#  > 【月之花海】獸迷、毛毛、Furry討論區 >  > 動物風情 >  > 貓科巢穴 >  > [新聞] 獅子王音樂劇來台

## lion

「The Lion King獅子王」音樂劇將於8月2日至10日於台北小巨蛋盛大公演

*票價800起，在7-11也可以訂票喔!

正式售票為4月14日中午12點，父母是TOYOTA、LEXUS車主
可享優先購票，時間為3月29日至4月11日止。

TOYOTA網站www.toyota.com.tw
LEXUS網站www.lexus.com.tw

===================================
[原新聞轉貼]
在台20週年榮耀獻禮 Toyota贊助迪士尼「獅子王」來台公演
【 Yahoo!奇摩汽車 Press L 】

為慶祝Toyota在台20週年，總代理和泰汽車耗資千萬贊助享譽國際之迪士尼音樂劇鉅作「The Lion King獅子王」來台首演，並提供Toyota車主優先劃位及專屬場次票價9折優惠，一睹此次國際級音樂演出。

「The Lion King獅子王」音樂劇改編自迪士尼經典動畫「獅子王」，自1997年11月於百老匯首演，是百老匯史上演出期間第九長音樂劇，全球已有超過四千五百萬人欣賞，上演至今更一直是百老匯前五大賣座音樂劇，並曾於1998年榮獲東尼獎（Tony Awards）最佳音樂劇、最佳導演及最佳舞台設計等六項殊榮，及1998年葛萊美獎最佳音樂劇專輯。

和泰汽車劉源森協理、劇中飾演Rafiki的Buyisile Zama女士、真正好集團執行總監Tim McFarlane及台新銀行蔡孟峰總經理合影。
本次和泰汽車為慶祝Toyota在台20週年，特別提供Toyota車主享有優先劃位、嚴選專屬場次（專屬場次為8月2 日、3日、8日、9日及10日）及上述場次專屬座位區票價9折優惠。「The Lion King獅子王」劃位專線自3月29日起優先對Toyota車主開放，歡迎Toyota車主提前洽詢購票專線07-7403466，數量有限售完為止！

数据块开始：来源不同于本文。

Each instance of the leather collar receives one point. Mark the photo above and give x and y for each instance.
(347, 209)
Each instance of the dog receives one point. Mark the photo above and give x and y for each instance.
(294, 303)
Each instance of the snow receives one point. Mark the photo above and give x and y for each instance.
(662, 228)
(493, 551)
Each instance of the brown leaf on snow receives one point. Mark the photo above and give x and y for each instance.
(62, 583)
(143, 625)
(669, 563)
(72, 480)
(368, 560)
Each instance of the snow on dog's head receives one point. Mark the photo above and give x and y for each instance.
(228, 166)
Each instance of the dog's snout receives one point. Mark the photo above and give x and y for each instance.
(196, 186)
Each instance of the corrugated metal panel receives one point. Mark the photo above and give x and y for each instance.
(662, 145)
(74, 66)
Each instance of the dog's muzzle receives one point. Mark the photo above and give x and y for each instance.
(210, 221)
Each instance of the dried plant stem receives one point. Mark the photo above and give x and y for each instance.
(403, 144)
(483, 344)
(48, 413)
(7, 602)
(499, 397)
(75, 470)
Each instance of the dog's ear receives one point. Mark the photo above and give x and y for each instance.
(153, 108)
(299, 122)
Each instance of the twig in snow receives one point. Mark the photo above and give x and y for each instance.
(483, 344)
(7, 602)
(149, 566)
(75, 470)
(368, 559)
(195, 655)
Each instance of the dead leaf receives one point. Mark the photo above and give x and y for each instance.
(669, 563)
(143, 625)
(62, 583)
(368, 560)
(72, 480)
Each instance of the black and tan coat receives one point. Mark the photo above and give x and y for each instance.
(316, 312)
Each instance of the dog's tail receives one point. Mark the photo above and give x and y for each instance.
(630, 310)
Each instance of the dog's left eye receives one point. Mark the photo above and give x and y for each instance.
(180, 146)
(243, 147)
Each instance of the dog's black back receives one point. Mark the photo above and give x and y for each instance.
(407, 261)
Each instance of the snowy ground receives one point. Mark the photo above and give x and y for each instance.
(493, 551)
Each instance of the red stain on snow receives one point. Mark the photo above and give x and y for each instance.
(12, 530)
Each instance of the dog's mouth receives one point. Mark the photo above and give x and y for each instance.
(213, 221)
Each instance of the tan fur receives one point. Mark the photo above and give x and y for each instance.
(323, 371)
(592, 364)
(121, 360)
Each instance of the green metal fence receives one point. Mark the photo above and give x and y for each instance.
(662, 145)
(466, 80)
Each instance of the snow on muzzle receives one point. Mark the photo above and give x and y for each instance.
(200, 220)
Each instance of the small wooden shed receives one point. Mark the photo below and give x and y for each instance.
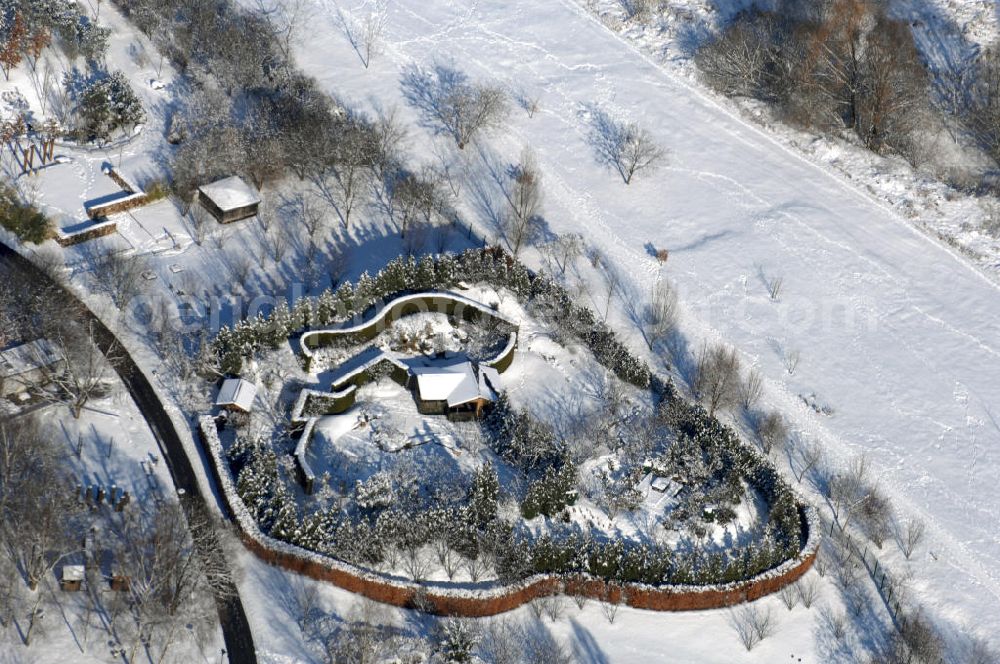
(71, 579)
(228, 200)
(236, 395)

「The Lion King獅子王」音樂劇將於8月2日至10日於台北小巨蛋盛大公演，活動相關資訊可至Toyota網站http://www.Toyota.com.tw或寬宏藝術網站www.k...0800-221345洽詢。

----------


## a70701111

哇賽……
真的假的，在下一直看下載板的，一直想看原廠的阿。
這次看來真的不容錯過了，不然又要繼續看下載的了。
雖然下載的影片是一樣，不過音質就差很多拉。
售票的時候，在下就去買吧。
感謝樓主的資訊喔……

----------